EPA mandates have been propping up the corn ethanol industry for nearly six years now. But as the industry struggles in the face of political opposition, weak demand and the after-effects of last year’s drought, ethanol plants are going bankrupt. Workers at one ethanol plant in South Bend, Indiana, hoped an investor would save them from liquidation by buying a plant at auction and restarting ethanol production. As the WSJ reports, those hopes went unfulfilled:
[T]he winning $2.5 million bid at the bankruptcy auction came from buyers who plan to sell the plant for scrap.
The South Bend facility was the country’s first major ethanol plant when it opened in 1984, and now it could be the first to get dismantled after filing for bankruptcy. […]
[S]truggling plants, especially ones that are older and located further from the corn crop, [might also close,] industry analysts said.
With all due respect to the workers, who are out of a job through no fault of their own, this could be seen as a sign of progress. The federal mandates that have been keeping the ethanol industry going have been a miserable failure. The demand for corn ethanol isn’t there, and even if it were, the supply can’t keep up with the quotas. The struggles of these ethanol plants should serve as a wake-up call to Congress that our ethanol programs aren’t working.

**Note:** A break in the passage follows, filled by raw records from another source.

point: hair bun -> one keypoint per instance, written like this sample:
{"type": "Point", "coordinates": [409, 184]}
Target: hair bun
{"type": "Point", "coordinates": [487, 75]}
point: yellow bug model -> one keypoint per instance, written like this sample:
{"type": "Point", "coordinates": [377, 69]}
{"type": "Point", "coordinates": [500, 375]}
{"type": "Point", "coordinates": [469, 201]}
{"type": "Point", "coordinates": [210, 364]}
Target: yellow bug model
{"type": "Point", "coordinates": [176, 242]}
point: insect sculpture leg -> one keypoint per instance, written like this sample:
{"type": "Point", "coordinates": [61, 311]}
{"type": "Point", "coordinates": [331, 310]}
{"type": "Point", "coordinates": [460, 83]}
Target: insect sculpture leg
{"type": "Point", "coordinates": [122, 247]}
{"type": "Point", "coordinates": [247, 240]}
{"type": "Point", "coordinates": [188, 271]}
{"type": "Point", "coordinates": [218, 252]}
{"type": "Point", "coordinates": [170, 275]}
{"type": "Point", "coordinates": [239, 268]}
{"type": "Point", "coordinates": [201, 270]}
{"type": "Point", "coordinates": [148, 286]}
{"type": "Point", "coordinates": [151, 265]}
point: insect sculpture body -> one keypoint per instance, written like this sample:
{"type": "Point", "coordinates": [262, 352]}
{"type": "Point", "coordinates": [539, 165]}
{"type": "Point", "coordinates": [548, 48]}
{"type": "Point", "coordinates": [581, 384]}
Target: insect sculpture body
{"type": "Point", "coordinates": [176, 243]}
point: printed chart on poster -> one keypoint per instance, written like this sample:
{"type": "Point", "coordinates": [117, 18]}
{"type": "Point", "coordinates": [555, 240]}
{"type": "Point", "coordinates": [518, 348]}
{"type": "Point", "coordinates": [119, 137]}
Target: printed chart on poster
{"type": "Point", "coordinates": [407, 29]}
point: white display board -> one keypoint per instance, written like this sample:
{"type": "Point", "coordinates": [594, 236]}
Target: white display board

We don’t want to gloat about the jobs this town has lost; our sympathies go out to the 90 workers and their families, who now face the difficult prospect of finding work in an anemic economy. Fortunately, thanks to the energy revolution, there are all kinds of well-paying conventional energy jobs opening up elsewhere in the Midwest. So, for young people looking to get into the energy industry, we would suggest staying away from ethanol. Shale oil and gas have a much brighter future.